We investigated the role of Coefficient of Variation (CoV), a first-order texture parameter derived from (18)F-FDG PET/CT, in the prognosis of Non-Small Cell Lung Cancer (NSCLC) patients. Eighty-four patients with advanced NSCLC who underwent (18)F-FDG PET/CT before therapy were retrospectively studied.
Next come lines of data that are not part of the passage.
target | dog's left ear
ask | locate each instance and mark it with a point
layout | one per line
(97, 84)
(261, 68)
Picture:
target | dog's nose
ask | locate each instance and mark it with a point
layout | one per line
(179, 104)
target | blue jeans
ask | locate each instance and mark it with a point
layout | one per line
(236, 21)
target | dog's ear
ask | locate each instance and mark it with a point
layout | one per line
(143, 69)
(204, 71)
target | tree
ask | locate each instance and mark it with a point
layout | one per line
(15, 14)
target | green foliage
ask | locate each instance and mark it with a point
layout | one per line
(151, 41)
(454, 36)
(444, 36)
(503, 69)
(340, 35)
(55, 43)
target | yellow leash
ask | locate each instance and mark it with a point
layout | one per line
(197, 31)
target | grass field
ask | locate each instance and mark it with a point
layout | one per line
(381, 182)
SUVmax, SUVmean, CoV, total Metabolic Tumor Volume (MTV(TOT)) and whole-body Total Lesion Glycolysis (TLG(WB)) were determined by an automated contouring program (SUV threshold at 2.5). We analyzed 194 lesions: primary tumors (n = 84), regional (n = 48) and non-regional (n = 17) lymph nodes and metastases in liver (n = 9), bone (n = 23) and other sites (n = 13); average CoVs were 0.36 ± 0.13, 0.36 ± 0.14, 0.42 ± 0.18, 0.30 ± 0.14, 0.37 ± 0.17, 0.34 ± 0.13, respectively. No significant differences were found between the CoV values among the different lesion categories. Survival analysis included age, gender, histology, stage, MTV(TOT), TLG(WB) and imaging parameters derived from primary tumors. At univariate analysis, CoV (p = 0.0184), MTV(TOT) (p = 0.0050), TLG(WB) (p = 0.0108) and stage (p = 0.0041) predicted Overall Survival (OS). At multivariate analysis, age, CoV, MTV(TOT) and stage were retained in the model (p = 0.0001). Patients with CoV > 0.38 had significantly better OS than those with CoV ≤ 0.38 (p = 0.0143). Patients with MTV(TOT) ≤ 89.5 mL had higher OS than those with MTV(TOT) > 89.5 mL (p = 0.0063). Combining CoV and MTV(TOT), patients with CoV ≤ 0.38 and MTV(TOT) > 89.5 mL had the worst prognosis. CoV, by reflecting the heterogeneity of glycolytic phenotype, can predict clinical outcomes in NSCLC patients.